Lage am Hauptbahnhof

Offiziell sollte der Streik der Lokführergewerkschaft GDL erst um 21 Uhr beginnen. Doch schon zuvor fielen erste Züge am Dortmunder Hauptbahnhof aus. Wir berichten vom Beginn des Streiks, der bis 6 Uhr am Mittwoch andauern soll.

DORTMUND

, 07.10.2014, 20:03 Uhr / Lesedauer: 2 min

Inzwischen hat der Streik auch offiziell begonnen. Streikposten der Lokführergewerkschaft GDL sind vor dem Hauptbahnhof aufgezogen. Im Bahnhofsgebäude sind die ersten Reisenden gestrandet. Die Schlange vorm Infoschalter der Bahn wächst kontinuierlich. Im Gespräch mit unserem Reporter zeigten sich einige Reisende verärgert über die Informationspolitik der Bahn. In den Zügen und vor der Abfahrt sei nichts über einen Ausfall gesagt worden. Ein anderer Fahrgast lobte das Krisenmanagement der Bahn. Er hatte ohne große Diskussion einen Hotel-Gutschein erhalten. Generell versucht die Bahn gestrandete Fahrgäste mit Taxen nach Hause zu bringen oder in einem Hotel mit einem Bett zu versorgen.

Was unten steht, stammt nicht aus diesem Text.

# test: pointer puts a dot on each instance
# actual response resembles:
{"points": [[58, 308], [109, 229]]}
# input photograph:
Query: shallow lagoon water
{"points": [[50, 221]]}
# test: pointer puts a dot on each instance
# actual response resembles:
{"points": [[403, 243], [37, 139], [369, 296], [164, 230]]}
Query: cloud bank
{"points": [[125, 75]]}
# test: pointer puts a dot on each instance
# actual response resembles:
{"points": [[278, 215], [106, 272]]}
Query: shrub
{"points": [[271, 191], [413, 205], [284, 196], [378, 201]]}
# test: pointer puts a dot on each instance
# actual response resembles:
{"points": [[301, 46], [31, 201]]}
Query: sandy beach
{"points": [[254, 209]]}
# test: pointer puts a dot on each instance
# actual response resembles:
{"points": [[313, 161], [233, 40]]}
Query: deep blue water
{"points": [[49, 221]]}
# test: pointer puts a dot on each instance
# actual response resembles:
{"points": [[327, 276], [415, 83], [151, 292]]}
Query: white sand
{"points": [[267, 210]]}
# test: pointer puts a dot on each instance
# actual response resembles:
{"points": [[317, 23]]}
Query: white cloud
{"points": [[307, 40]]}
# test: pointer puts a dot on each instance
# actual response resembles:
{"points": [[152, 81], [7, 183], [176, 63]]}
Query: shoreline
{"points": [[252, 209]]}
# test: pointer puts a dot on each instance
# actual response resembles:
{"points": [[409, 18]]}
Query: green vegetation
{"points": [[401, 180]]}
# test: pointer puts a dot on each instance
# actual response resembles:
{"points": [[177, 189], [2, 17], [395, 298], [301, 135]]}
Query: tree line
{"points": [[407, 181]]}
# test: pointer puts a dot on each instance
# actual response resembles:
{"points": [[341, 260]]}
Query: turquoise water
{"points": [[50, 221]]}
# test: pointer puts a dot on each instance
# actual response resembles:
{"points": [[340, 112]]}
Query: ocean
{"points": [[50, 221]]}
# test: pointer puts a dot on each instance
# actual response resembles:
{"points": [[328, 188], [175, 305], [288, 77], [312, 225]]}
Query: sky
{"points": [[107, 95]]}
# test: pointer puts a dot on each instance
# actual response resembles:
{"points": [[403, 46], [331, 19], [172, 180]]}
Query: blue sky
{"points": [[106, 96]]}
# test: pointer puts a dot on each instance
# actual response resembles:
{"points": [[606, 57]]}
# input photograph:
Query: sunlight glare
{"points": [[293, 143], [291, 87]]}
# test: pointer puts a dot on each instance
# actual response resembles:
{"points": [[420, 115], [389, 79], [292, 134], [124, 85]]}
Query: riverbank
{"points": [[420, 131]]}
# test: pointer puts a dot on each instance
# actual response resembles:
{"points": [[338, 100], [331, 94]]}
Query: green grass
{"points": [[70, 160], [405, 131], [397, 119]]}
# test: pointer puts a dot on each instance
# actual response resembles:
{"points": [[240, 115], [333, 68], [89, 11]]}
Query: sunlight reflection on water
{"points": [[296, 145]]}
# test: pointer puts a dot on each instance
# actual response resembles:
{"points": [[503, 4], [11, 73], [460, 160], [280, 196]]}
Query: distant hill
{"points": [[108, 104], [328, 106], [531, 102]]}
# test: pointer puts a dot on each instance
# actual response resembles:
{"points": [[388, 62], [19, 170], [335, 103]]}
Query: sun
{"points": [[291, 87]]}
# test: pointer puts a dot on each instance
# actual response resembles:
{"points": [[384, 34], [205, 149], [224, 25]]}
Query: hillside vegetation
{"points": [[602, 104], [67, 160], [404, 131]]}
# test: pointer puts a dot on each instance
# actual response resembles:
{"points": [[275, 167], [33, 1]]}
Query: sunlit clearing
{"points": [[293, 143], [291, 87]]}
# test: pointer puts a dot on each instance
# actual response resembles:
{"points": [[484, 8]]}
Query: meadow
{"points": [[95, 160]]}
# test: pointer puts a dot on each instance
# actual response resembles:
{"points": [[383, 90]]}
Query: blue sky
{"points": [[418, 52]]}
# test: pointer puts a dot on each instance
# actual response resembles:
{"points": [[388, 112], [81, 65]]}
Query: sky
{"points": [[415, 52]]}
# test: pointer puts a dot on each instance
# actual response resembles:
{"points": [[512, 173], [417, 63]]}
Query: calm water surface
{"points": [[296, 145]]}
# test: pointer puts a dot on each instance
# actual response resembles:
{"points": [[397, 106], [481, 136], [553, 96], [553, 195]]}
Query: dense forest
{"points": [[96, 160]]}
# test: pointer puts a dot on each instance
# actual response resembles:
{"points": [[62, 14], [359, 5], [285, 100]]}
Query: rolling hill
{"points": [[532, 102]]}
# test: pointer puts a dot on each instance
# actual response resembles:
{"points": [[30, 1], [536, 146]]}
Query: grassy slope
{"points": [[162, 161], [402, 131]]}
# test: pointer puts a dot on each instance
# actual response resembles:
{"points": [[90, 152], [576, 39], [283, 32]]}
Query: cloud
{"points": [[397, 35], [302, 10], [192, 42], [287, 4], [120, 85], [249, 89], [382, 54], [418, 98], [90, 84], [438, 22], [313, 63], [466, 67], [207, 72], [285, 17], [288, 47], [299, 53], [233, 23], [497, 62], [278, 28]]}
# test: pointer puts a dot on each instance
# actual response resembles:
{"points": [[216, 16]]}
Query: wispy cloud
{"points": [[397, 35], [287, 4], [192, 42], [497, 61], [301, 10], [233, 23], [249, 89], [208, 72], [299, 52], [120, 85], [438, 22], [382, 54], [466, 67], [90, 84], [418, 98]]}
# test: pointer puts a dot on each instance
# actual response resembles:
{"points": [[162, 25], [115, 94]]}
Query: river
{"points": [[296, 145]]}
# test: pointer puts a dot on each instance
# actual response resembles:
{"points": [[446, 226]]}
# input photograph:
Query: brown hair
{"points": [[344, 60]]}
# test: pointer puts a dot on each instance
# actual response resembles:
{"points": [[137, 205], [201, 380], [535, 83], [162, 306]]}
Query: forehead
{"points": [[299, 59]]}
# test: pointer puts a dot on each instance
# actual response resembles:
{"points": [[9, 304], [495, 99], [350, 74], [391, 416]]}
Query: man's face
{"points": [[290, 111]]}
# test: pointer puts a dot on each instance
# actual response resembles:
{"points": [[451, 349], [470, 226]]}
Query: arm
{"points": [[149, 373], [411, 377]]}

Kurz vor dem offiziellen Streikstart häufen sich die Zugausfälle in Dortmund. Auch Fernzüge nach Berlin und München sind betroffen. Unser Reporter im Hauptbahnhof berichtet von einer ruhigen Lage. Noch gibt es keine langen Schlangen vor den Info-Schaltern der Deutschen Bahn.

Am Dortmunder Hauptbahnhof werden bislang Regionalzüge nach Iserlohn und Aachen sowie eine S-Bahn der Linie 1 als streikbedingte Ausfälle durchgesagt und angezeigt. Die Bahn rät dringend davor ab, am Dienstagabend mit dem Zug zu fahren. Allerdings sind nach bisherigen Angaben Privatbahnen vom Streik nicht betroffen. Nach Angaben der Bahn ist man für den Fall gewappnet, dass Reisende in Dortmund stranden. Man halte Hotelkapazitäten vor, hieß es dort.